Putin’s implied threat that he could use nuclear weapons, delivered in a speech on Wednesday — and his warning that he was not bluffing — made Biden’s own speech at the UN General Assembly seem all the more grave.
“This war is about extinguishing Ukraine’s right to exist as a state and Ukrainians’ right to exist as a people,” Biden said, branding the invasion as a direct assault on the rule-based order epitomized by the UN.
“That should make your blood run cold,” he added.
Putin’s announcement of a partial national mobilization is being seen outside Russia as an admission of failure for his Ukraine operation so far, and of rising domestic political pressure. But forthcoming referendums in captured Ukrainian territory on joining Russia, that are described by the West as a sham, take the war to a tense new stage.

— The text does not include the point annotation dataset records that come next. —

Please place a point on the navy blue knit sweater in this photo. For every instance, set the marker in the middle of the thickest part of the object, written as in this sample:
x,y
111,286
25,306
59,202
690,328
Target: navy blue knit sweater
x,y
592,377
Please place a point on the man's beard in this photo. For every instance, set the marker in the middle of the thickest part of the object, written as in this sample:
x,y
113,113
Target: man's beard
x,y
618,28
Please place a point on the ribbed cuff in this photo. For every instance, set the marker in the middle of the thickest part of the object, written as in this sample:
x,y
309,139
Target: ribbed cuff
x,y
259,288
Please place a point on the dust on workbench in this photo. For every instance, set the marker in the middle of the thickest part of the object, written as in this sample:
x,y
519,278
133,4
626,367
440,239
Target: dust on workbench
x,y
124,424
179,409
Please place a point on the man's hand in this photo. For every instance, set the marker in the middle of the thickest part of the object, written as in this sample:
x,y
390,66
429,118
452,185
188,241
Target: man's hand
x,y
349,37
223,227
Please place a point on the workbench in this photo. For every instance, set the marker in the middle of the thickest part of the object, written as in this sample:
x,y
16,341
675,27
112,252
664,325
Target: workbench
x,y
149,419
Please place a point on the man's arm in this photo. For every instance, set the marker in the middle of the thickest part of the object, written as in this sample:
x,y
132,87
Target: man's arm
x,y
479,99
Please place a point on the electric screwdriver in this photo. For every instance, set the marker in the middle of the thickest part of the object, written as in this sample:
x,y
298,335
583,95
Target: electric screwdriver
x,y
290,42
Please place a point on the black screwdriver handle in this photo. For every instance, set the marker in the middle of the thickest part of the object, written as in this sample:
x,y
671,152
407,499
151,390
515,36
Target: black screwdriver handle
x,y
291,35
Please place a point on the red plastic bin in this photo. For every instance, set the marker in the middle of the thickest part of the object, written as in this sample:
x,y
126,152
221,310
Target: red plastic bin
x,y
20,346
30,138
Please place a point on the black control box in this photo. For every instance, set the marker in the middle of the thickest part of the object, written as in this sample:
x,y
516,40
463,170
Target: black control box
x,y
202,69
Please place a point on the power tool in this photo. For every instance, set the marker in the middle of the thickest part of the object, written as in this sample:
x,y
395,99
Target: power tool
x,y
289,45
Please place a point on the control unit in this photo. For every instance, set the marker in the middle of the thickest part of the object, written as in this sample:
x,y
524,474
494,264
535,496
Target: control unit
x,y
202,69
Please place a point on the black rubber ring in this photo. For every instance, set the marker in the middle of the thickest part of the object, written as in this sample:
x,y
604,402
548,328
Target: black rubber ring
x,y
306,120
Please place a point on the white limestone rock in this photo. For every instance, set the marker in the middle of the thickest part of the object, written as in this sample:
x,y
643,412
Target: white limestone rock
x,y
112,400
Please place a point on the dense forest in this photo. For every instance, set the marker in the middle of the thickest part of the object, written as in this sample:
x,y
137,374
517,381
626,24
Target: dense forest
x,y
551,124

If these areas do join Russia, Ukrainian attacks on them using Western arms could in theory be interpreted as an assault on the Russian motherland itself.
This potentially makes Putin’s threat to use nuclear arms to defend Russian territory a significant escalation.
The Russian leader is clearly seeking to scare Western publics and to make Washington and allied capitals think again about their support for Ukraine, which has helped turn his invasion into such a disaster.
Putin could well be bluffing about the possible use of Russia’s nuclear arsenal. But then again, maybe he’s not.